Different tournaments, same battle for respect and preparation
Look across these stories and a pattern emerges. In Morocco, coaches like Patrice Beaumelle and legends like Doctor Khumalo are fighting for something simple, the right to prepare properly for Africa’s biggest tournament. In Nairobi, Collins Sichenje is fighting for a different kind of preparation, a long term, structural commitment ahead of AFCON 2027.
In both cases, the message is similar. AFCON cannot be treated as an afterthought, whether by global governing bodies, local federations or the football cultures that surround them. It must be protected, planned for and respected. The stakes are not purely sporting. They are about identity, credibility and how African football sees itself.
In South Africa, that debate is wrapped in a unique twist. The same controversial FIFA ruling that has left Senegal, Angola, DR Congo, Mozambique, Ivory Coast and others scrambling has given Bafana Bafana a potential edge thanks to their strong local core. In Kenya, a defender who once faced the real pressure of an empty dinner table is now asking his country to feel a different kind of pressure, the responsibility of hosting the continent and doing it justice.
From Morocco 2025 to East Africa 2027 what must change
As the ball gets set to roll in Morocco, and as cranes, architects and administrators shape the infrastructure for 2027, three clear priorities emerge from the voices on the inside.
- Protect the preparation window, so that AFCON coaches can build coherent teams rather than cobble together line ups at the last minute,
- Invest in local structures, from leagues to analysis departments, so that squads like Bafana Bafana and Harambee Stars can rely on well drilled, locally based cores,
- Foster unity and respect, whether in the relationship between CAF and FIFA, between federations and players, or even between rival nations like South Africa and Nigeria.
None of this is romanticism. It is rooted in practical realities. Better preparation leads to higher quality football, which in turn brings bigger audiences and stronger bargaining power in global negotiations. Stronger local structures reduce overdependence on late arriving European based stars. Unity, finally, allows African voices to speak with greater weight when decisions are made in Zurich or Cairo.
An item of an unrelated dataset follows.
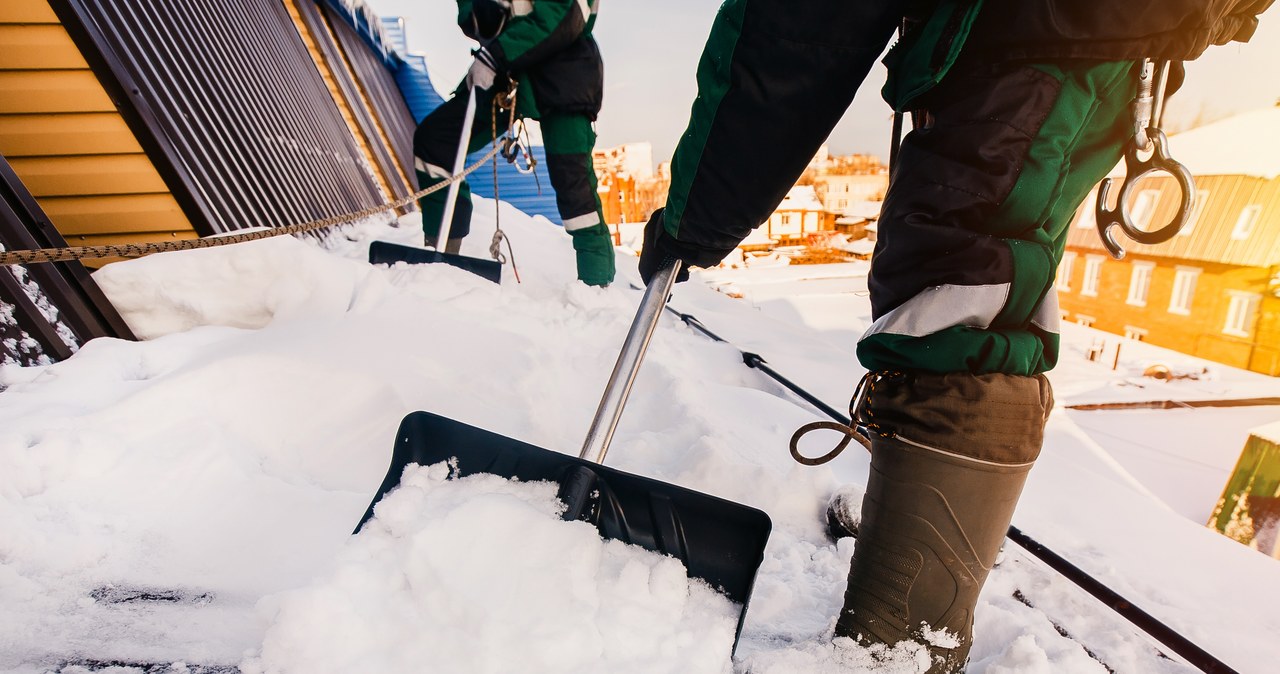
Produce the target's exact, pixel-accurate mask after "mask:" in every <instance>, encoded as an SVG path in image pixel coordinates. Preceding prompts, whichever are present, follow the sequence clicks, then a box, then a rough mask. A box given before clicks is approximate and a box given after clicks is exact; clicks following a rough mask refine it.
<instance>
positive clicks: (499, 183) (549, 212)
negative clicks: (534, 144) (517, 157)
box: [467, 146, 564, 225]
AFCON 2025 and AFCON 2027 will unfold in different countries, under different circumstances, but they are bound together by a shared question. Is African football ready to demand the time, respect and organisation its talent deserves. On pitches from Casablanca to Nairobi, coaches, players and legends have already given their answer. Now it is up to federations and governing bodies to match those words with action.